The V3 implementation (embed-v3.ipynb) was built to push the baseline score to a state-of-the-art level by incorporating three key engineering upgrades.

1. Full Dataset

The training data was scaled up from 200k samples to the full SNLI (~550k) and MNLI (~392k) datasets (~940k total sentences), yielding a massive training set of 140,000+ aligned triplets.

CONFIG = {
    "snli_samples": 550_152,  # Full SNLI
    "mnli_samples": 392_702,  # Full MNLI
    ...
}

2. Mean Pooling Architecture

The weak [CLS] token pooling from V2 was replaced with a Mean Pooling layer.
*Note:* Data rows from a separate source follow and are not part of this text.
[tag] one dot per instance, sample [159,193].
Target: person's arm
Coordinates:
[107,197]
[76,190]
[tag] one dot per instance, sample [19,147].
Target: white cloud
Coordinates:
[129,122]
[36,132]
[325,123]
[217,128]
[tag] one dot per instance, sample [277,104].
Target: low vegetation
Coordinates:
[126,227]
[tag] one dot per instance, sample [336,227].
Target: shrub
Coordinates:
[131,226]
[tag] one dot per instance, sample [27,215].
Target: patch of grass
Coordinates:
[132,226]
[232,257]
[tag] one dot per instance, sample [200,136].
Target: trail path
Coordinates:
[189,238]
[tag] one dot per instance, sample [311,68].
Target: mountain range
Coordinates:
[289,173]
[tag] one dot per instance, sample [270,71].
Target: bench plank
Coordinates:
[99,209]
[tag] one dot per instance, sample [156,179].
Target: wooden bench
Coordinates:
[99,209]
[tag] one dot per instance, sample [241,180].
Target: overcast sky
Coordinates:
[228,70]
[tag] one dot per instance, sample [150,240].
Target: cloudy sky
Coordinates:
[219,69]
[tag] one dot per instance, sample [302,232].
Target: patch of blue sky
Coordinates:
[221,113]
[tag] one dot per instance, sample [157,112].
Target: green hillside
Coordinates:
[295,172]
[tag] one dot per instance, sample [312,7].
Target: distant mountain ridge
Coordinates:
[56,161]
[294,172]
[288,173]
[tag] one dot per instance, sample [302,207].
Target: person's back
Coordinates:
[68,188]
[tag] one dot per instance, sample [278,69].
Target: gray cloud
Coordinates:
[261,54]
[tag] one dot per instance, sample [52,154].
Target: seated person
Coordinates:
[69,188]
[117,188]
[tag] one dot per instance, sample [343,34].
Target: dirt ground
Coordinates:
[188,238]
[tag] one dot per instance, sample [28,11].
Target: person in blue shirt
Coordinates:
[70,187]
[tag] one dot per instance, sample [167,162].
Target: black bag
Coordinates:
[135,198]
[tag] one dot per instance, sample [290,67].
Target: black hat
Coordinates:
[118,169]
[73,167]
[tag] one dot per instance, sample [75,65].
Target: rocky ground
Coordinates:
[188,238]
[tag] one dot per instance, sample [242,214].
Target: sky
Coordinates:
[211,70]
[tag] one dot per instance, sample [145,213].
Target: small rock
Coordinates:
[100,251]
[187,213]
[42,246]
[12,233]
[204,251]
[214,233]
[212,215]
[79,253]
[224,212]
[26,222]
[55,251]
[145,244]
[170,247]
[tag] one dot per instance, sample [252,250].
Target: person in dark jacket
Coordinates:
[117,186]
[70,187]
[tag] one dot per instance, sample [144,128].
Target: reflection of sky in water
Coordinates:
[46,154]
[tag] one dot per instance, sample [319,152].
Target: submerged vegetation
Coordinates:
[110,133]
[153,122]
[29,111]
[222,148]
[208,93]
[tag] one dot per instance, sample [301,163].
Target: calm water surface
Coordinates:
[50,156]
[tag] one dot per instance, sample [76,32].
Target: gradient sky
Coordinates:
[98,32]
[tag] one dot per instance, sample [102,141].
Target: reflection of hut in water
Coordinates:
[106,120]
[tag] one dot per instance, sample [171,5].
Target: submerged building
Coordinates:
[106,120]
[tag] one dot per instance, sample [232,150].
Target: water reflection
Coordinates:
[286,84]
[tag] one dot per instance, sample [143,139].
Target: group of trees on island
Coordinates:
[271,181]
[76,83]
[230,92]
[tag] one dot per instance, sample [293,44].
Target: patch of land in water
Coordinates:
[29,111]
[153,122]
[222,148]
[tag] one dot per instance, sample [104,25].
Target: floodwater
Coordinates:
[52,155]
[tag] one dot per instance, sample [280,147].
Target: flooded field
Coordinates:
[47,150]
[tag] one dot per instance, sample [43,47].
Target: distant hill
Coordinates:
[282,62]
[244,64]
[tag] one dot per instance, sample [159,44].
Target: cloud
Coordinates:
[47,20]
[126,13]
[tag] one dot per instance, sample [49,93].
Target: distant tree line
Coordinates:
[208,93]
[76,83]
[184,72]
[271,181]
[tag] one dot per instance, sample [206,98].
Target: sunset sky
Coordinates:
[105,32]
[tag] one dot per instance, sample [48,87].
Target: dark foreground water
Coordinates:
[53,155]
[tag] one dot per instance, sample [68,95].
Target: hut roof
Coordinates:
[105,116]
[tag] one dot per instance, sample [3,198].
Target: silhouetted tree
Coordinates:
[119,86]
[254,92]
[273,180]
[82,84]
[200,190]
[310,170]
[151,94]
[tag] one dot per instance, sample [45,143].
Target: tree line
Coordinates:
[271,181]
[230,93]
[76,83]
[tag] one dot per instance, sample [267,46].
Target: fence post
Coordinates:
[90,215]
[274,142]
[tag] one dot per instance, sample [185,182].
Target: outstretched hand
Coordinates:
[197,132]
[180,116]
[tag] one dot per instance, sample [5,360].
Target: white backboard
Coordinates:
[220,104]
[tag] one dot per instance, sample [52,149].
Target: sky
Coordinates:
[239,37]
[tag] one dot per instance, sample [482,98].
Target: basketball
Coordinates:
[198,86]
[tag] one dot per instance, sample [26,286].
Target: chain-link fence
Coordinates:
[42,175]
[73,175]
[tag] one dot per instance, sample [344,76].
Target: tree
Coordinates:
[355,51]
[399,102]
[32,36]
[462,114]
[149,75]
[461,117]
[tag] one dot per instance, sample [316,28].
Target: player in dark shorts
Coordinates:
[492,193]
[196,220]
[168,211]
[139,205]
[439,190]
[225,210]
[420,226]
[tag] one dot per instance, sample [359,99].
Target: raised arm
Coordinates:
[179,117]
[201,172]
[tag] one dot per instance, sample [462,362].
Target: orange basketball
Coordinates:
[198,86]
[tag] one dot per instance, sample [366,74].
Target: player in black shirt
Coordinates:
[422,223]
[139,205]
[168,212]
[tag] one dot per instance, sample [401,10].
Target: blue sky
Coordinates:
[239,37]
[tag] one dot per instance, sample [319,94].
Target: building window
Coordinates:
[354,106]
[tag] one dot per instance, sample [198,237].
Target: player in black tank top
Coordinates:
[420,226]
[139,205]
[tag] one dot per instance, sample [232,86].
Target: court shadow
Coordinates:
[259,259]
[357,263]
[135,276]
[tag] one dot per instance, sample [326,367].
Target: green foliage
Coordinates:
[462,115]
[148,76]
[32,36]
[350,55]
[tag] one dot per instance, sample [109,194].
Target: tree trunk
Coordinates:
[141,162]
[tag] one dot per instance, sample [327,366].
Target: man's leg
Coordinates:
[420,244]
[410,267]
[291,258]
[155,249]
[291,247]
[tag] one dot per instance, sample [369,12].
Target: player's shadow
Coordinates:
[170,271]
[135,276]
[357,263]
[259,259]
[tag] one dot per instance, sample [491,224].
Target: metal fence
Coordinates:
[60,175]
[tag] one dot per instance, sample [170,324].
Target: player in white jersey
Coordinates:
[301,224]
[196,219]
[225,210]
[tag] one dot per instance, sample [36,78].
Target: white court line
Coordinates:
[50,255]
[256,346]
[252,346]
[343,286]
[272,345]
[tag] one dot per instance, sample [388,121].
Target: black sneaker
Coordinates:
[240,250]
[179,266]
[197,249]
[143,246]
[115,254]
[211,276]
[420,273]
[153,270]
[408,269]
This creates a much richer sentence embedding by averaging the last hidden state of all tokens (excluding padding), capturing the full semantic context of the sentence.

def mean_pooling(self, hidden_state, attention_mask):
    # Expand mask and apply to hidden states
    mask_expanded = attention_mask.unsqueeze(-1).expand(hidden_state.size()).float()
    sum_embeddings = torch.sum(hidden_state * mask_expanded, 1)
    sum_mask = torch.clamp(mask_expanded.sum(1), min=1e-9)
    return sum_embeddings / sum_mask  # Average over non-padding tokens

3. In-Batch Negative Loss

The simple 1-vs-1 triplet loss was upgraded to an InfoNCE loss with in-batch negatives. For an anchor sentence A[i], its "positive" is P[i], but its "negatives" become all other 127 samples in the batch (P[0...N] and N[0...N]). This 1-vs-127 comparison is a much harder task and forces the model to learn a highly discriminative embedding space.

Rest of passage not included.